Chief executive Elon Musk will thus get paid for building the 129 megawatt hour battery – he had promised to give it to the state for free if he did not meet the deadline.
Tesla won a bid in July to build the battery for South Australia, the country’s most wind power-dependent state, with a vow from Musk to install it within 100 days of signing a grid connection agreement or give it for free.
When the grid connection deal was signed on 29 September, Tesla was already half way through installing the battery packs.The Tesla Powerpacks have now been fully installed at a wind farm in Hornsdale, 230km north of the capital, Adelaide.
The wind farm is run by France’s Neoen. Testing is set to begin to provide grid security services in South Australia.
”While others are just talking, we are delivering our energy plan, making South Australia more self-sufficient, and providing back up power and more affordable energy for South Australians this summer,” state Premier Jay Weatherill said in a statement.
When fully charged, the Tesla Powerpack is expected to hold enough power for 8,000 homes for 24 hours, or more than 30,000 houses for an hour during a blackout.
The state has yet to say how much it would pay for the battery, which is part of a A$510 million ($390 million) plan that includes diesel-fired generators to help keep the lights on following a string of blackouts over the past 18 months.
Australia’s energy market operator has warned that power supply will be tight this summer, particularly in South Australia and neighbouring Victoria, where one of the market’s biggest coal-fired power plants was shut in March.
A 250MW gas-fired generator, expected to cost $360 million, is also due to come online this summer to provide extra power.

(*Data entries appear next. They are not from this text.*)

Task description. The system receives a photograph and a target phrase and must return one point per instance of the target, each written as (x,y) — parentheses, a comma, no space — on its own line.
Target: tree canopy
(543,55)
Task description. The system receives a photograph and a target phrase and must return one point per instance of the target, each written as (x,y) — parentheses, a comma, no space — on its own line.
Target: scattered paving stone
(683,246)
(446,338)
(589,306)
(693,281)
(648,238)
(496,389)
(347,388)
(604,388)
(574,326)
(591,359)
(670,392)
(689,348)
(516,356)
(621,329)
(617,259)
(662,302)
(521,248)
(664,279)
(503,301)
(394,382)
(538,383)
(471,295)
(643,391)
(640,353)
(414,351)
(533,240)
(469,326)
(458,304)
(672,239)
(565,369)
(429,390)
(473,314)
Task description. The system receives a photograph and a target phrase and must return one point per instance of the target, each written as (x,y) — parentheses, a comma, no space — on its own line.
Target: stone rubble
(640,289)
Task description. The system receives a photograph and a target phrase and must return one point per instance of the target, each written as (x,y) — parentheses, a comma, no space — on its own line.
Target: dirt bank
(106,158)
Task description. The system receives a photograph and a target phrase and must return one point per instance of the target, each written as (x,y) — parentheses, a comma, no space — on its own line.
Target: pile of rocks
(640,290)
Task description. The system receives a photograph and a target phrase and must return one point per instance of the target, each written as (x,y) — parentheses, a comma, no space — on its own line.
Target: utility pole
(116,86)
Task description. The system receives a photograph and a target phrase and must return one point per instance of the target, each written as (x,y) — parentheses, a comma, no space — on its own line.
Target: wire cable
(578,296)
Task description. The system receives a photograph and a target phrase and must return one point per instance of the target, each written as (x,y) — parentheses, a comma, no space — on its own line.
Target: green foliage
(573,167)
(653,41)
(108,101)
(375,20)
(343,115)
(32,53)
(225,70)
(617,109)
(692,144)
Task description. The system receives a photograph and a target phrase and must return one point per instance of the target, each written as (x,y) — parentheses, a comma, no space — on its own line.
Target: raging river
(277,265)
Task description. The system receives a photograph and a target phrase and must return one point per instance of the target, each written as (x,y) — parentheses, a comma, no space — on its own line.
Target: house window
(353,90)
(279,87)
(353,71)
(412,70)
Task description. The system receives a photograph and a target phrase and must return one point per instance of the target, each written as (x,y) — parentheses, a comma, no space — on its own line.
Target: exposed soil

The battery is the result of a Twitter bet between the Tesla founder and Atlassian Corp’s Mike Cannon-Brookes last March that Musk would supply the battery within 100 days or it was free. The clock began ticking when Musk visited Adelaide in September to sign off on the deal.
Musk had said that if he failed to meet the deadline, it would have cost him ”probably $50 million or more”.
The Tesla plant will be called upon during periods of ”load shedding” – when excess demand would otherwise result in blackouts.
Weatherill said the battery was now completed and the testing will ensure it is optimised and meets energy market regulatory requirements.
”It sends the clearest message that South Australia will be a leader renewable energy with battery storage,” he said.